10.14.09 11:54 PM ET
Gender-Bending Baby Names
Heidi Klum’s cross-gendered name choice for her newborn daughter, Lou, may be chic for girls in Germany and France, but it hasn’t been in the U.S. Top 1,000 since the early 1970s, right about the time other ambisexual names—Jamie and Kelly and Casey—were starting to heat up.
View Our Gallery of Celebrities With Gender-Bending Baby Names
That’s when the first wave of feminist parents began giving birth to little free-to-be-whatever Kims and Jessies, followed in the 1980s by a wave of androgynous junior executives with such upmarket surnames as Courtney, Lindsay, and Whitney.
Sexy female stars with androgynous or frankly male names such as Glenn, Drew, Cameron, and Daryl helped fuel the trend. The boys’ response: initial retreat to safe masculine naming territory. Now, though, parents seem to feel liberated enough to turn to soft classics such as Joshua and Elijah for their sons, confident enough to continue using names like Aiden and Lane for boys even as they’re adopted for girls.
While names may be flowing more freely across gender lines these days than ever before, the practice is as old as naming history. Alice, Crystal, Emma, Evelyn, Florence, Jocelyn, Kimberly, Lucy, and Maud were all originally male names, while Christian, Douglas, Bennet, and Clarence were once common for girls.
The first tally of popular names in America, from 1880, lists dozens of gender-bending choices. Boyish nicknames for girls—Vinnie, Jimmie, Lonnie—were in vogue, and the roster lists 46 girls named John, 30 named William, 23 named James, and a whopping 131 named Lou.
There were also 14 boys named Lou that year (in addition to about a thousand named Louis and Louie). The list includes 476 male Willies and 192 females; 183 girl Ollies and 63 boys. Carrie, in several spellings, was popular for both sexes.

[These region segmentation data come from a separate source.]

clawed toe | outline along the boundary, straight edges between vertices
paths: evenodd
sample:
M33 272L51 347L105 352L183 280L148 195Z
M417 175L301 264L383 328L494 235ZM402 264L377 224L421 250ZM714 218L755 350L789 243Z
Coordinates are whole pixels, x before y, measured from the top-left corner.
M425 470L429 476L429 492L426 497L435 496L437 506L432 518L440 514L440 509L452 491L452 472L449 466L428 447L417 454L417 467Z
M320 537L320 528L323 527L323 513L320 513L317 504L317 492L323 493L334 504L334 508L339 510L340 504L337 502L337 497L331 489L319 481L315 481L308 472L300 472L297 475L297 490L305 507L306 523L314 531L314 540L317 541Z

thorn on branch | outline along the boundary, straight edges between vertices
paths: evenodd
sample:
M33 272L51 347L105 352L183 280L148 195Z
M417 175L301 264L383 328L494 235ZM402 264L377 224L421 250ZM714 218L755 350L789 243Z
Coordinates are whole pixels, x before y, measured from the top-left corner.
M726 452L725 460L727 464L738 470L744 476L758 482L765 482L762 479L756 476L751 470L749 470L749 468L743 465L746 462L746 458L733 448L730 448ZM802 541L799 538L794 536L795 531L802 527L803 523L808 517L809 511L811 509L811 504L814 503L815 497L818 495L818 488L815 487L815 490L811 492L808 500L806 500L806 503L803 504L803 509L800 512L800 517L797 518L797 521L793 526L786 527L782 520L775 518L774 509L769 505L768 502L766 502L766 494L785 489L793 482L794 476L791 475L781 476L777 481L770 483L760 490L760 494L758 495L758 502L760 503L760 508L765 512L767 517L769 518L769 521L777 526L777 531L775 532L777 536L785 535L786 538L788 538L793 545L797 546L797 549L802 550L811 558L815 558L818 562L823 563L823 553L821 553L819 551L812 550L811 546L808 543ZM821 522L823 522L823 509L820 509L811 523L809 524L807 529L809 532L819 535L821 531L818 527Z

In 1880 there were also a handful—too many to be a mistake—of girls named Henry, Robert, Joseph, Clifford, and Walter, and boys named Rose, Grace, Cora, Flora, and Daisy. One shudders.
Pop culture boasts a long history of, especially, girls with boys’ names, from Hemingway’s Lady Brett to Audrey Hepburn’s Reggie in Charade to Gossip Girl’s femme-y Blair. Ashley Wilkes is the most notable fictional male heartthrob with a girly name, though macho athletes called Peyton (Manning), Jenson (Button), and Tracy (McGrady) are changing all that.
The hottest cross-gendered names today? Alex, Auden, Avery, Bailey, Elliot, Evan, Finley, Harper, Hayden, Justice, Luca, Mason, Noah, Riley, Rowan, and Skyler are all widely used for both sexes. Also fashionable are place names, nature names, surname-names, and word names—from London to Leaf—that don’t come tagged with any gender identity.
A new study even claims that giving your daughter a male name can help her make more money and get better promotions—and the more boyish the name, the better.
My prediction: Gender stereotypes connected with names, as with people themselves, will continue to fall away as boys and girls wear the same clothes, hold the same jobs, and yes, are both called Lou.